Tony Smith (sculptor)

Tony Smith ( born September 23, 1912 in South Orange, New Jersey, † December 26, 1980 in New York) is one of the most famous American sculptors of the 1960s and is considered one of the most important pioneers of minimalism.

Work

It was only after 1962 created his first monumental sculptures Smith, who was more known as a visionary architect until then. He studied painting and architecture in New York at the New Bauhaus in Chicago, where he worked as an assistant to Frank Lloyd Wright for a few years. More and more he finally turned himself entirely to sculpture, because he could there as opposed to purpose-bound architecture to realize his ideas of the body in space without compromise.
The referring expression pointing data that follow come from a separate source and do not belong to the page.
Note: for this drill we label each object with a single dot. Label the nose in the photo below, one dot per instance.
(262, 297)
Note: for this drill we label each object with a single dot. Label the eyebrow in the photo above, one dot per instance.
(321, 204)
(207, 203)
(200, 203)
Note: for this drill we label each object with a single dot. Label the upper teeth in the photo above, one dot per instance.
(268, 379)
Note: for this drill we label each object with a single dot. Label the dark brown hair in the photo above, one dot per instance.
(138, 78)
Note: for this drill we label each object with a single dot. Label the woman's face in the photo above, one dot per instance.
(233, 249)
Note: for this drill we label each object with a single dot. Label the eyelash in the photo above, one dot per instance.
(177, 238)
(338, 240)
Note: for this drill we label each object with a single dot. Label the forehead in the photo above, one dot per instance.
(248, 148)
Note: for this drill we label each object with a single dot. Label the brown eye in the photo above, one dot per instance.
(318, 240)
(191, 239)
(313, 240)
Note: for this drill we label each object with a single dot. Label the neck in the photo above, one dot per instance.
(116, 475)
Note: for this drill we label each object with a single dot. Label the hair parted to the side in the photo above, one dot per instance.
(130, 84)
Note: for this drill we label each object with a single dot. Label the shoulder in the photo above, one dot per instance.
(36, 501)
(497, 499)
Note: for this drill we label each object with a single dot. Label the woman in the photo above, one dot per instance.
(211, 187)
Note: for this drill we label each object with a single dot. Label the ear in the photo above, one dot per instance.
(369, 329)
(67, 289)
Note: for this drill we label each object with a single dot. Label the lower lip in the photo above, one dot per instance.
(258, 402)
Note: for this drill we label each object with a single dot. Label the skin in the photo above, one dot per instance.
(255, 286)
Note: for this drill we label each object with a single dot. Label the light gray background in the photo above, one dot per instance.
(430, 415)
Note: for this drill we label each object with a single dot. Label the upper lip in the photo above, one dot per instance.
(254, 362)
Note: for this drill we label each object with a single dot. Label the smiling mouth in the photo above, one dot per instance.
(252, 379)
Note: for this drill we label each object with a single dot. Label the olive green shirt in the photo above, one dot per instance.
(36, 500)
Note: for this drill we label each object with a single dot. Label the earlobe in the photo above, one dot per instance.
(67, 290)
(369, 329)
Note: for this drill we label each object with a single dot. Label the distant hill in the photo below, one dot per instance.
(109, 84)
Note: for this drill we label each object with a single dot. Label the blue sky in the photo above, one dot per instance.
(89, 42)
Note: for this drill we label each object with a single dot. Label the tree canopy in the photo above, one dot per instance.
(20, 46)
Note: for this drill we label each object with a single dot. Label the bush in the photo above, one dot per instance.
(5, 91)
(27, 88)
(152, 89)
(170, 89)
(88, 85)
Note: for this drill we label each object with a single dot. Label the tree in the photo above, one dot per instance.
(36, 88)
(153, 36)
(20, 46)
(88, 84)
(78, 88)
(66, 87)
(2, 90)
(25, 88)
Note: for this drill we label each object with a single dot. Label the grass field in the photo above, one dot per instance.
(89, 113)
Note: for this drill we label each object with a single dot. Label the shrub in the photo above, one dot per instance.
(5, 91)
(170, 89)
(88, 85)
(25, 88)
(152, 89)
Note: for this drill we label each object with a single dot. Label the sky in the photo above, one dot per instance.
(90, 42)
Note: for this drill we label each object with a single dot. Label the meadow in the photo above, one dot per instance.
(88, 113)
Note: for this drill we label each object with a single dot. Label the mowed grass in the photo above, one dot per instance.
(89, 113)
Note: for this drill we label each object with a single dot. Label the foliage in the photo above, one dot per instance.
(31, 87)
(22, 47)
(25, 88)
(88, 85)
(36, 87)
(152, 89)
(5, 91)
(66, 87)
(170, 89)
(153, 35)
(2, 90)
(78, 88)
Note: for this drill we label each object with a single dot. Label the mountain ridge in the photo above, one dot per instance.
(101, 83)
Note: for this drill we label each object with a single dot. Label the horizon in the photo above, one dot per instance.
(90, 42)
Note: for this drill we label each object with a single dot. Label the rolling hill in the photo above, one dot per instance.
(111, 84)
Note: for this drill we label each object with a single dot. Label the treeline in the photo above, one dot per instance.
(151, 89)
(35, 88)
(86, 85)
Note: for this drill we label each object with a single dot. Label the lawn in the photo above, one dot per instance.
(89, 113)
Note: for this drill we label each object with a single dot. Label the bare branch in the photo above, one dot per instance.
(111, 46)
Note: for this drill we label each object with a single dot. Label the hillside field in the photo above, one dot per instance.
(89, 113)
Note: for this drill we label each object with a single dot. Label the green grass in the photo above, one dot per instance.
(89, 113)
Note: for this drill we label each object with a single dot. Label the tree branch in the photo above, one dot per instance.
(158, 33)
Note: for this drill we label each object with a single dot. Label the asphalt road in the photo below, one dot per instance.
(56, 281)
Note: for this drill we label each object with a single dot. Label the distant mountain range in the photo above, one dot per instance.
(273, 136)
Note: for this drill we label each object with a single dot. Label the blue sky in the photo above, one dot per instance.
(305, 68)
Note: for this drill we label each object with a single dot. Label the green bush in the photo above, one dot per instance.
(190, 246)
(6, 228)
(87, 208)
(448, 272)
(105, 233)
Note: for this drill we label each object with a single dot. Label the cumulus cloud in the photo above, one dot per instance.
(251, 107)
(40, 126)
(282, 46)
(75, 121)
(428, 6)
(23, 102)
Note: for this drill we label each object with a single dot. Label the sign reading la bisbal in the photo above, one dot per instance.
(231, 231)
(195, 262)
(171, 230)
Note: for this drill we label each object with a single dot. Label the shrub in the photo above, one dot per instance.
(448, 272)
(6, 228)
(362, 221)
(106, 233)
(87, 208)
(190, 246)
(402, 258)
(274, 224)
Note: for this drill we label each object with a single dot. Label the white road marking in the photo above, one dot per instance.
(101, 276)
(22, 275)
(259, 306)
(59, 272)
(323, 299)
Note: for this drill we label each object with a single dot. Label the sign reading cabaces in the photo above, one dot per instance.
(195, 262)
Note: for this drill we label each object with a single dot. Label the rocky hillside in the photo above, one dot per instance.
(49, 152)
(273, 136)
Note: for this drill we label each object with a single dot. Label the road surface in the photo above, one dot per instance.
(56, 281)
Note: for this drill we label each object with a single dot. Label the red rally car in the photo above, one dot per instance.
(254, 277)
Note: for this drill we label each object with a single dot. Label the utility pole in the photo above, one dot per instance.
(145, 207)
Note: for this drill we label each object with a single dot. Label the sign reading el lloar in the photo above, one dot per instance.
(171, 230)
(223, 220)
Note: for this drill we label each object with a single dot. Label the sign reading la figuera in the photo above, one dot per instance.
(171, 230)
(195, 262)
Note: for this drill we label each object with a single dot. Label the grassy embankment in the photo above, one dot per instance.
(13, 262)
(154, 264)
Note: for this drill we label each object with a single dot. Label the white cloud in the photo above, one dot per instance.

Other artists such as Carl Andre, Barnett Newman and Frank Stella realized monumental outdoor sculptures in situ. The sculpture as it left the studio and increasingly took a public space. In 1968 he participated in the documenta 4 in Kassel in the Sculpture Department.

Tony Smith started out as one of the first American sculptor to reduce the sculpture so much that the term ' minimal art ' appears as a natural consequence. His sculptures are simple combinations of geometric forms, reminiscent of archaic structures and therefore appear to the viewer as familiar.

His daughter Kiki Smith works as an installation artist and body art artist.